White-blooded icefishes are a family of fishes only found in the Southern Ocean, their scientific name is Channichthyidae (pronounced Cha-nick-thid-ay). White-blooded icefishes are some of the coolest animals in Antarctica for a few reasons. First of all, they are the only animal in the world that lacks hemoglobin in their blood. Hemoglobin is the part of a red blood cell that transports oxygen molecules from the lungs to the rest of the body using a highway-like system called blood vessels. Cells and organs all need these oxygen molecules to function. The hemoglobin protein is essentially what gives blood its red color.

Below is a photo of icefish blood next to a tube of blood from a closely related group of Antarctic fishes called Nototheniidae.

Photo by Jody M. Beers and Nishad Jayasundara 2015. To learn more about this figure, icefishes, and climate change, check out their scientific paper, “Antarctic notothenioid fish: what are the future consequences of ‘losses’ and ‘gains’ acquired during long-term evolution at cold and stable temperatures?”

Icefishes have several unique adaptations that allow them to live without hemoglobin. They have very thin skin, so oxygen in the ocean can dissolve directly into their tissues. They also have much larger hearts than other Antarctic fishes, which allows them to force oxygen through their body. Cold water holds more oxygen than warm water, which is one of the reasons these fishes are only found in the Antarctic. They would essentially suffocate if they were exposed to warmer waters. We are especially concerned about the impacts that global warming might have on these fishes. 

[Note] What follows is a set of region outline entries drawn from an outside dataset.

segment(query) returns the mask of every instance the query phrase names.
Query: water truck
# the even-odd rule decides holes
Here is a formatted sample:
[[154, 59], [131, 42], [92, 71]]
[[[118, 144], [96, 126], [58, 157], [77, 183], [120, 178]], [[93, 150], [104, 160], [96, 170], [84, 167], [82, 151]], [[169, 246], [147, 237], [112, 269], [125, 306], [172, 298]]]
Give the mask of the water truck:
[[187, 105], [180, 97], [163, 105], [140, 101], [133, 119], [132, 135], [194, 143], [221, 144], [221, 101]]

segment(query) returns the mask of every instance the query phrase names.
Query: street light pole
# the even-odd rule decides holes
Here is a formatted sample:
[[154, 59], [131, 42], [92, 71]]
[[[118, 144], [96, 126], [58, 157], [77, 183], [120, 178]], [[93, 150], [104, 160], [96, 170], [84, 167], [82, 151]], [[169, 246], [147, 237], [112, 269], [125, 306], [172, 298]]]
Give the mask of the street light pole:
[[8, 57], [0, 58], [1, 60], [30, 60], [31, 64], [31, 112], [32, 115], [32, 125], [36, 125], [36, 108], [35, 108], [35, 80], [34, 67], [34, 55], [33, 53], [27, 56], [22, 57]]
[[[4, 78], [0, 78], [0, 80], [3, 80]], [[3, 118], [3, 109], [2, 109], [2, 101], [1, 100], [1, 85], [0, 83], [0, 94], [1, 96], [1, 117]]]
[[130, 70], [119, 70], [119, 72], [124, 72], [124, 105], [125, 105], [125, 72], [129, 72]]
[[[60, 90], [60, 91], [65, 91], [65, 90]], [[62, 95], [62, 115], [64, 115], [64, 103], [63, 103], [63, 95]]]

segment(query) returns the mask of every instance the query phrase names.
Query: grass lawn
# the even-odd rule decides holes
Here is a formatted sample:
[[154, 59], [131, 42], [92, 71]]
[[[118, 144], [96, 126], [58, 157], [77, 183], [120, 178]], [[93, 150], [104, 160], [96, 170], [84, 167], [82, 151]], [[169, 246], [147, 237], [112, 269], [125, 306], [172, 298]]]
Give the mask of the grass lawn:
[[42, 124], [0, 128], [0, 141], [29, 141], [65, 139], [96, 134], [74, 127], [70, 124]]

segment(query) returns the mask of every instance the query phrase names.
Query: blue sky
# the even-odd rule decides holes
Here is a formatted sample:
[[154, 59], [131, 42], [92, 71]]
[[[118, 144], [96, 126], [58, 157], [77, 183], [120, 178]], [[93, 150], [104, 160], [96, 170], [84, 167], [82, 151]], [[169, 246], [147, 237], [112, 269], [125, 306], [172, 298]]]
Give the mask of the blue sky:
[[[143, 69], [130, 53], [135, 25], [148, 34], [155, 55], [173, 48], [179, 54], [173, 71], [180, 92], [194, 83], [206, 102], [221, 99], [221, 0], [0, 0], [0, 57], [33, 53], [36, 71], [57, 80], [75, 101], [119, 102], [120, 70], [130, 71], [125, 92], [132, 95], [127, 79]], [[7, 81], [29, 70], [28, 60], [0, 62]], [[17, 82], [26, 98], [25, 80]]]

As you can see in the photograph, white-blooded icefishes can also be ferocious predators, even as larvae!

Below is a photograph of another larval Chionodraco rastrospinosus we collected that had a full stomach. This larva just hatched and is much younger than the C. rastrospinosus you just identified which is why it looks a little differently. After it was euthanized, we dissected it and you can see there is a massive zooplankton (we think another species of krill called Thysanoessa macrura) that is nearly as long as the icefish larva when stretched out!